The Undesigned Company

24 March 2026

The Artificial Evolution of the Modern Firm

The Undesigned Company

Companies have always been authored things.

Badly authored, at times, shaped by politics, inertia, and compromise, but still, at bottom, products of minds.

With LLMs, the modern firm may be the first organisation in history whose internal reasoning includes a significant source of variation that does not originate from minds.

LLM output is pervasive. It sticks because it saves time, the logic usually looks good enough, it's usually ready to use in parts, and it's delivered with confidence. The volume of usage in an organisation means that much of AI's logic creeps through without challenge, and any serious attempt to check and validate each output would clearly undermine the business case of using LLMs.

With that dynamic in place, the modern organisation's development doesn't just start to look undesigned. It starts to look exactly like another model. Nature's.

Natural selection produces organisms that look designed without any designer. Variation enters blindly, what survives is retained, and the reason why is not stored anywhere in the organism. I would argue that the modern LLM-powered organisation is behaving exactly the same way.

LLM Generated content floods the organisation, and the company’s internal archive becomes nothing more than a record of what survived the 'delete' key. It mirrors a biological genome: a DNA sequence carries the adaptation (the 'what'), but it doesn't carry the history of the environmental pressures that forced it to evolve (the 'why').

In this new model, the company adopts reasoning without actually knowing why that logic was chosen over any other. We cannot simply 'reverse-engineer' the thought process, either. As Cynthia Rudin argued in 2019, to truly explain a model's output, you would essentially have to re-run the entire computation. The 'explanation' is just the machine working again, leaving the human observer no closer to the original intent.

In principle, the reviewer could document why each output was retained. At the volumes organisations are operating at, that documentation does not happen.

If the reasoning cannot be recovered, the company is left asking where it came from. This leaves the board with two uncomfortable possibilities. Either the company’s reasoning is increasingly shaped by randomness, or it is the product of a model trained on everyone’s data. The latter produces reasoning that is shared in structure and in tendency with every competitor in the market.

Both paths lead to the same place. A force is shaping the modern enterprise that owes nothing to the minds inside it.

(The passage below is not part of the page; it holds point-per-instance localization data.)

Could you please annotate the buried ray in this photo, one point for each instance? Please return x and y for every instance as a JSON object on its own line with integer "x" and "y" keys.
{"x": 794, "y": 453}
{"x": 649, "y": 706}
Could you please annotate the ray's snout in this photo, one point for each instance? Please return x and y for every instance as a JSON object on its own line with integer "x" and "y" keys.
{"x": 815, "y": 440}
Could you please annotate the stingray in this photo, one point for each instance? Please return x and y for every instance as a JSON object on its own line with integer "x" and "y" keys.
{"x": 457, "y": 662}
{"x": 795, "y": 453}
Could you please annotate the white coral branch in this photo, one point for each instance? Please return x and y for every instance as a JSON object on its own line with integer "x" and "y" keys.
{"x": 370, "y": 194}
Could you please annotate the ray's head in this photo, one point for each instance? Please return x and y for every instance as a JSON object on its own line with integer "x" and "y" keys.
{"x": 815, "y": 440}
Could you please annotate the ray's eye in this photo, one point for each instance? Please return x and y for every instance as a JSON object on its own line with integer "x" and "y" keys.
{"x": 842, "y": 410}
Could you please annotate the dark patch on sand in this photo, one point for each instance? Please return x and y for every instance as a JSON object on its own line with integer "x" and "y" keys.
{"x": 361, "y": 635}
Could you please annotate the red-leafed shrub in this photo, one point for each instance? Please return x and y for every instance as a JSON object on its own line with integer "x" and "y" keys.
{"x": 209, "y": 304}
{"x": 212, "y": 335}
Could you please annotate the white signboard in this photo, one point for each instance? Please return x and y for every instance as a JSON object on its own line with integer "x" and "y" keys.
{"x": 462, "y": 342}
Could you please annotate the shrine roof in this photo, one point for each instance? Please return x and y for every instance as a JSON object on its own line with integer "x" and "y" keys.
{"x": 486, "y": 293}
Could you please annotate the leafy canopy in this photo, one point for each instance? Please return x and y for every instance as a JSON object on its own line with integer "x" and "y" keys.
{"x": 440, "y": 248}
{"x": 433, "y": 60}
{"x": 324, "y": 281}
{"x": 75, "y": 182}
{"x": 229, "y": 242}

The difference comes down to this: companies that know what they think versus companies that think what survived. The former still author their positions, even if they do so slowly or messily. The latter accumulate theirs like a reef accumulates coral. They grow through retention rather than intent.

One path preserves institutional memory as something recoverable. The other treats it as something emergent. It is a pattern that exists but cannot be traced back to its source. The distinction sounds subtle, but the implications are not. The second company may still look disciplined and high-performing for quite a long time. That is exactly why it is a problem.

Note: Some will object that LLMs are not random. To which I would say that a slot machine is not random either. It runs on a precise algorithm, yet that does not help you to predict what comes out.